They’re a million times smaller than a hair follicle on your head.
But they can be used to solve some of our biggest problems.
Dr. Sherine Obare has spent her career studying nanomaterials – natural and manmade substances that can be measured in nanometers – and their real-world applications.
The dean of the Joint School of Nanoscience and Nanoengineering leads a research team that explores how nanomaterials can be used to address some of society’s most pressing issues: antibiotic resistance, food safety, and environmental pollution, to name a few.
Over the last decade, Obare has secured more than $5 million in federal grants to advance the emerging field of nanotechnology.
“Nanotech has the ability to change the way we address different types of problems because it brings an integrated approach,” Obare explains. “When you’re making a nanomaterial, you start with the fundamentals of chemistry. When you’re trying to understand how a nanomaterial behaves, physics comes into play.”

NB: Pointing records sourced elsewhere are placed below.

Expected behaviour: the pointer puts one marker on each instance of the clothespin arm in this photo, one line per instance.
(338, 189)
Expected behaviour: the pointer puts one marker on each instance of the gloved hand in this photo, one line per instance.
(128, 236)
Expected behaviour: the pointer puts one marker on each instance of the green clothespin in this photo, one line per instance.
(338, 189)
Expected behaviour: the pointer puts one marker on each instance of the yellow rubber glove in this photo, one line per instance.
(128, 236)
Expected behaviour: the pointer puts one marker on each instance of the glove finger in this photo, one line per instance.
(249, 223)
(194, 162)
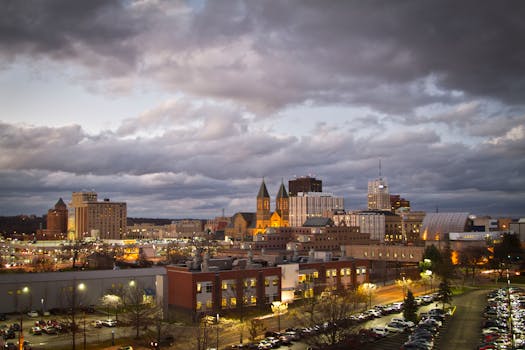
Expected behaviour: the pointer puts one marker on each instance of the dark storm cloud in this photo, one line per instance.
(192, 176)
(441, 83)
(391, 56)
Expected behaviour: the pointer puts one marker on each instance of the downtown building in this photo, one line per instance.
(306, 205)
(98, 219)
(378, 195)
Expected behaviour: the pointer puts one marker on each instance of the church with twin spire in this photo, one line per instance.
(264, 217)
(245, 225)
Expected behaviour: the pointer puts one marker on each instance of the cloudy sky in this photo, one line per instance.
(181, 108)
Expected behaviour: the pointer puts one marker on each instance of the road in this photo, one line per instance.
(461, 333)
(464, 328)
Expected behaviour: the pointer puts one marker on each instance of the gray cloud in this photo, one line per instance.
(441, 83)
(267, 55)
(201, 176)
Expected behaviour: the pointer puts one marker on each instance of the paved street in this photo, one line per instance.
(461, 332)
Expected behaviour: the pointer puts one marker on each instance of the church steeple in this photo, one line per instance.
(263, 208)
(263, 192)
(282, 205)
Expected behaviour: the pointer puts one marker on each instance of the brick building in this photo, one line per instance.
(219, 285)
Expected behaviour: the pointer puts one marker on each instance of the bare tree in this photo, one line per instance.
(73, 299)
(330, 312)
(140, 310)
(255, 327)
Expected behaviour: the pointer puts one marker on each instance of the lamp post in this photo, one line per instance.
(404, 283)
(279, 307)
(369, 287)
(217, 329)
(24, 290)
(428, 273)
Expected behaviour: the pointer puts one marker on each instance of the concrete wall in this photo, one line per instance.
(53, 289)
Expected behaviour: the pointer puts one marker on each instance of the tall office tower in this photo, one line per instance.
(103, 219)
(378, 196)
(263, 209)
(57, 218)
(396, 202)
(313, 204)
(304, 184)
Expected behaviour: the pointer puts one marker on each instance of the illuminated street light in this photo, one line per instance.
(404, 283)
(279, 308)
(369, 287)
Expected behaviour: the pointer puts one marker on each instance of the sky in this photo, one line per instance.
(181, 108)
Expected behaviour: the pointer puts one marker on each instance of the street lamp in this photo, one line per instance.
(278, 307)
(428, 273)
(217, 335)
(24, 290)
(369, 287)
(404, 284)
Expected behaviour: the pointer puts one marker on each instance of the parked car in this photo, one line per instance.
(403, 322)
(382, 331)
(395, 327)
(109, 323)
(35, 330)
(96, 323)
(32, 313)
(50, 330)
(10, 346)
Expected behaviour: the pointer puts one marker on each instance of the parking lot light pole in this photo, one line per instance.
(217, 335)
(24, 290)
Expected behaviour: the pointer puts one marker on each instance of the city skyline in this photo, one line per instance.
(180, 109)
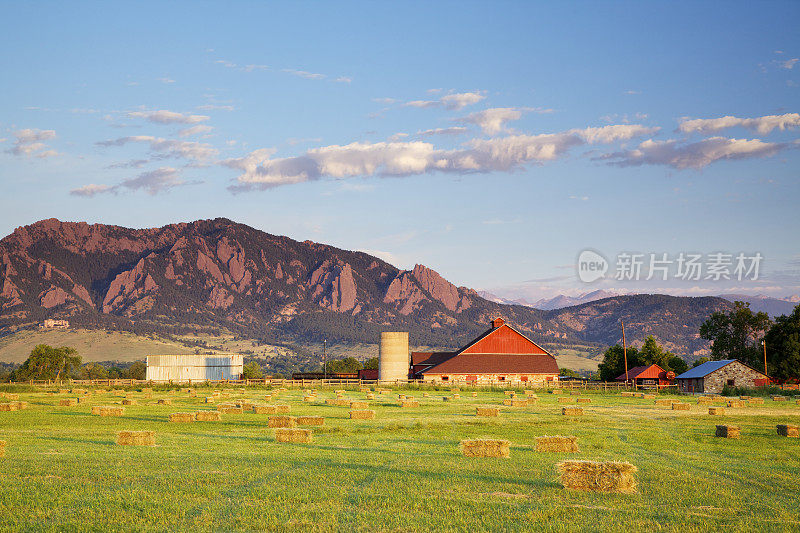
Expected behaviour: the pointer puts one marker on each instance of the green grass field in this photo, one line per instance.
(402, 471)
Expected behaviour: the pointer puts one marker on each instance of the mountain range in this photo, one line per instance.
(218, 275)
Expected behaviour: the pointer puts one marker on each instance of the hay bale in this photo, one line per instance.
(610, 476)
(310, 421)
(208, 416)
(515, 402)
(362, 414)
(557, 443)
(136, 438)
(282, 421)
(108, 410)
(487, 411)
(727, 432)
(486, 448)
(181, 417)
(293, 435)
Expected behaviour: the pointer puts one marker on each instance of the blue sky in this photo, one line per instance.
(490, 141)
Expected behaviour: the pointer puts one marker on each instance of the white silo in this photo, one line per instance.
(393, 359)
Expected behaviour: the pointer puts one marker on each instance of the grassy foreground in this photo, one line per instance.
(402, 471)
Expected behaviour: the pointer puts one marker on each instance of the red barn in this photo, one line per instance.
(500, 354)
(648, 375)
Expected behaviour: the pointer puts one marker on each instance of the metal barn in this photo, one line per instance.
(183, 368)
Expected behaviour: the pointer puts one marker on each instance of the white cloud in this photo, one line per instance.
(167, 148)
(422, 103)
(155, 181)
(762, 125)
(694, 155)
(260, 171)
(305, 74)
(461, 100)
(195, 130)
(619, 132)
(455, 130)
(212, 107)
(29, 143)
(492, 121)
(92, 189)
(453, 101)
(168, 117)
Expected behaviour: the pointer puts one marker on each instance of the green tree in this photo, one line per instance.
(737, 334)
(47, 362)
(613, 364)
(783, 347)
(137, 370)
(252, 370)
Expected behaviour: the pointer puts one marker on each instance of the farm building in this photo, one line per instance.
(712, 376)
(183, 368)
(500, 354)
(647, 375)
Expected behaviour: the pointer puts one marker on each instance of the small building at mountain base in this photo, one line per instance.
(713, 376)
(185, 368)
(647, 375)
(501, 354)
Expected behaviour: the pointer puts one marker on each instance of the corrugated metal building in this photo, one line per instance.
(183, 368)
(500, 354)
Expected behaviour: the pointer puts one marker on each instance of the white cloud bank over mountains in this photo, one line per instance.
(260, 171)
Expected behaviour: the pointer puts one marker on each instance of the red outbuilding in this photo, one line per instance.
(648, 375)
(502, 354)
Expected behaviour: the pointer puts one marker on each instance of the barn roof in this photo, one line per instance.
(500, 350)
(705, 369)
(642, 372)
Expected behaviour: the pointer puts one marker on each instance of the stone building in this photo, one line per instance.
(712, 376)
(502, 354)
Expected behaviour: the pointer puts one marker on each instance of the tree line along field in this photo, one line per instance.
(402, 471)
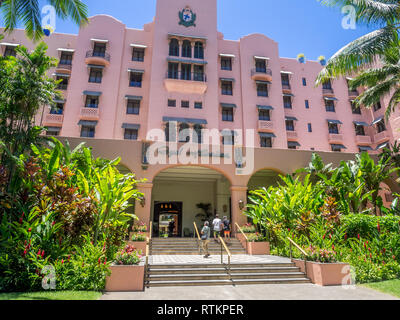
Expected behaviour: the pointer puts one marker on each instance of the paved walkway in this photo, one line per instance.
(253, 292)
(214, 259)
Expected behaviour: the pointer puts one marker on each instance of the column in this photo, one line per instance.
(239, 202)
(143, 207)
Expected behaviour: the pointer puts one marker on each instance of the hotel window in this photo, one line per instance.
(92, 102)
(131, 134)
(173, 72)
(380, 126)
(186, 71)
(57, 109)
(63, 85)
(333, 128)
(136, 79)
(138, 54)
(377, 106)
(96, 75)
(184, 132)
(174, 48)
(329, 106)
(285, 80)
(99, 50)
(133, 107)
(264, 115)
(354, 108)
(359, 130)
(198, 50)
(289, 125)
(226, 63)
(261, 65)
(171, 103)
(227, 114)
(227, 88)
(87, 131)
(66, 58)
(262, 90)
(10, 51)
(186, 49)
(287, 102)
(265, 142)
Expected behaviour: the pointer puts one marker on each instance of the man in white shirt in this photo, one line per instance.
(217, 225)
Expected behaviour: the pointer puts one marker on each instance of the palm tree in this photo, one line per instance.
(28, 12)
(364, 51)
(380, 80)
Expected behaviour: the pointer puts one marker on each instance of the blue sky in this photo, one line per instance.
(299, 26)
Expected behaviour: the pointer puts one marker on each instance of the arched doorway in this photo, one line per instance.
(186, 194)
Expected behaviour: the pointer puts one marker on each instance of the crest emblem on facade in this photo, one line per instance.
(187, 18)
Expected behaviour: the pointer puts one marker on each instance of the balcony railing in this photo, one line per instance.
(98, 54)
(192, 76)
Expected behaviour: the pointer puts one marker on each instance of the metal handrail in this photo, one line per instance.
(240, 229)
(198, 236)
(301, 250)
(224, 246)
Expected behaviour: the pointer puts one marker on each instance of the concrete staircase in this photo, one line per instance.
(189, 246)
(217, 274)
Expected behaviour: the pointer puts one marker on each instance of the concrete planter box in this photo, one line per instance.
(139, 245)
(326, 274)
(258, 248)
(125, 278)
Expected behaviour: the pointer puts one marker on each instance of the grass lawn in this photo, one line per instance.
(391, 287)
(47, 295)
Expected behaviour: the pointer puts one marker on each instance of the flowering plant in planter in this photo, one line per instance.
(256, 237)
(128, 256)
(139, 236)
(321, 255)
(141, 227)
(249, 228)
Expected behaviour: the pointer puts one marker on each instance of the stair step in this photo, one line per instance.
(226, 282)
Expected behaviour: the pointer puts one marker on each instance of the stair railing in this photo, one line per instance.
(241, 231)
(305, 255)
(224, 246)
(198, 237)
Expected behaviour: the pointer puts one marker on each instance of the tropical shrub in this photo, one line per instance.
(128, 256)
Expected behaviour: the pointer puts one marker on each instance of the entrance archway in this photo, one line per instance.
(186, 194)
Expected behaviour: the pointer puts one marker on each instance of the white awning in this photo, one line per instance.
(228, 55)
(99, 40)
(140, 46)
(9, 44)
(66, 50)
(261, 58)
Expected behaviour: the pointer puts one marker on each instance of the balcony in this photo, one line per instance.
(264, 125)
(90, 113)
(53, 120)
(97, 57)
(261, 74)
(335, 138)
(363, 140)
(190, 83)
(292, 135)
(381, 137)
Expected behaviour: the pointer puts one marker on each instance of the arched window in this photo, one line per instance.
(184, 132)
(174, 48)
(198, 50)
(186, 49)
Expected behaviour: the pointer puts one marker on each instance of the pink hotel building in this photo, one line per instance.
(119, 83)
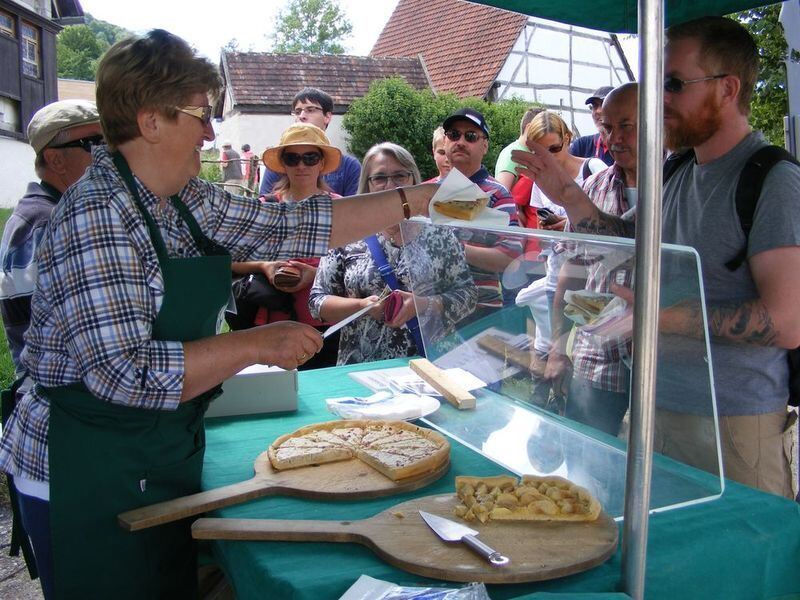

Nanotech has the ability to change the way we address different types of problems because it brings an integrated approach.– Dr. Sherine Obare
It’s this kind of work – research that bridges disciplines to impact human lives – that excites Obare.
“We have an opportunity to really think about the big problems that communities are facing right now. How can we, as scientists and engineers, use our knowledge and the integration of the sciences through nanotechnology to address these issues?”